The key features of this environment, however, are services deployed as containers in the same virtual machine. In particular, I have:

  • Zeppelin, the web notebook for using Scala code on the fly and doing data analysis (http://zeppelin:8080)
  • The Spark Job Server, to execute and deploy spark jobs with a Rest interface (http://sparkjobserver:8080).
  • An instance of Hadoop for storing and retrieving data from the HDFS (http://hadoop:50070).

Note, these URLs are fixed but are accessible within the virtual environment. You can see their web interfaces in the following screenshot.

Screen 4

Each service runs in a separate Docker container. Without becoming too technical, you can think of this as three separate servers inside your virtual machine. The beauty of using Docker is you can add services, and even add two or three virtual machines. Using Amazon containers, you can scale your environment easily.

Last, but not least, you have a web terminal available. Simply access your URL with HTTPS and you will be welcomed with a terminal in a web page.

Screen 5

In the screenshot above you can see I list the containers, which are the three servers plus the desktop. This command line shell gives you access to the virtual machine holding the containers, allowing you to manage them. It’s as if your servers are “in the Matrix” (virtualized within containers), but this shell gives you an escape outside the “Matrix” to manage servers, and desktop. From here, you can restart the containers, access their filesystems and perform other manipulations allowed by Docker. I will not discuss in detail Docker here, but there is a vast amount of documentation on Docker website.

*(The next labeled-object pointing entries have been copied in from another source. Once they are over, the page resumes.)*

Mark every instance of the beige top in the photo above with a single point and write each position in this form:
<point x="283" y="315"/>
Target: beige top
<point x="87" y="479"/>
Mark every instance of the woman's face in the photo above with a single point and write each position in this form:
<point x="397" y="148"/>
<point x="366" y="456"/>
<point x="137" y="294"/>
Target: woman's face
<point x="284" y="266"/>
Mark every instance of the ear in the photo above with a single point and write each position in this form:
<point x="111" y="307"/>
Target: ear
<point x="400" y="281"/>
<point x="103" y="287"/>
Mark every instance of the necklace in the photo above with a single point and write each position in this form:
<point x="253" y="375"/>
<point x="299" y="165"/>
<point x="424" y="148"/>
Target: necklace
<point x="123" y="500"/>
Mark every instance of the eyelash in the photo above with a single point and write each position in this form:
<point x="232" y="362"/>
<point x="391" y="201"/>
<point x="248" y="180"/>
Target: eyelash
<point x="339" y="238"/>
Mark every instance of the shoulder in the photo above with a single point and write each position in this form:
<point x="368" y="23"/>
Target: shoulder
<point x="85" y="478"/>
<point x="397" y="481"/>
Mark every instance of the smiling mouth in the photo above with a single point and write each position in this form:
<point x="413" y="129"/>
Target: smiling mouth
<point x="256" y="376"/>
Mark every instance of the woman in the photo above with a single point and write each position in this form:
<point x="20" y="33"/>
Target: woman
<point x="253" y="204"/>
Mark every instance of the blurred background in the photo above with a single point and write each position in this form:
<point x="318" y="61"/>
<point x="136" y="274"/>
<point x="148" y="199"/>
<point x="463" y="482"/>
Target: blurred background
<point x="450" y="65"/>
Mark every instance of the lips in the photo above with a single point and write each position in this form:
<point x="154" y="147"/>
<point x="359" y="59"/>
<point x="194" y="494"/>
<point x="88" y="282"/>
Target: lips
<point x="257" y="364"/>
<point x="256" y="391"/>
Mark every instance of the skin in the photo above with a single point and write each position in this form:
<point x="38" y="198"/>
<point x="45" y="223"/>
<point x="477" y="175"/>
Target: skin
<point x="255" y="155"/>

How to setup your instance

Do you like this so far, and you want your instance? It is easy and cheap. You can get it for merely the cost of the virtual machine on Amazon Web Services, plus the storage. The kit in the current configuration requires 4GB of RAM to get all the services running. If you are careful to use the virtual machine only when you need it, and you work, say, 160 hours a month, a virtual machine at current rates will cost 160 x $0.052, or $8 per month. You have to add the cost of storage. I use around 30GB, but everything altogether can be kept under $10.

However, this does bot include the cost of an (eventual) Dropbox (Pro) account, should you want to backup more than 2GB of code. This costs another $15 per month, but it provides important safety for your data. Also, you will need a private repository, either a paid GitHub or another service, such as Bitbucket, which offers free private repositories.

I want to stress that if you use it only when you need it, it is cheaper than a dedicated server. Yes, everything mentioned here can be setup on a physical server, but since I work with big data I need a lot of other AWS services, so I think it is logical to have everything in the same place.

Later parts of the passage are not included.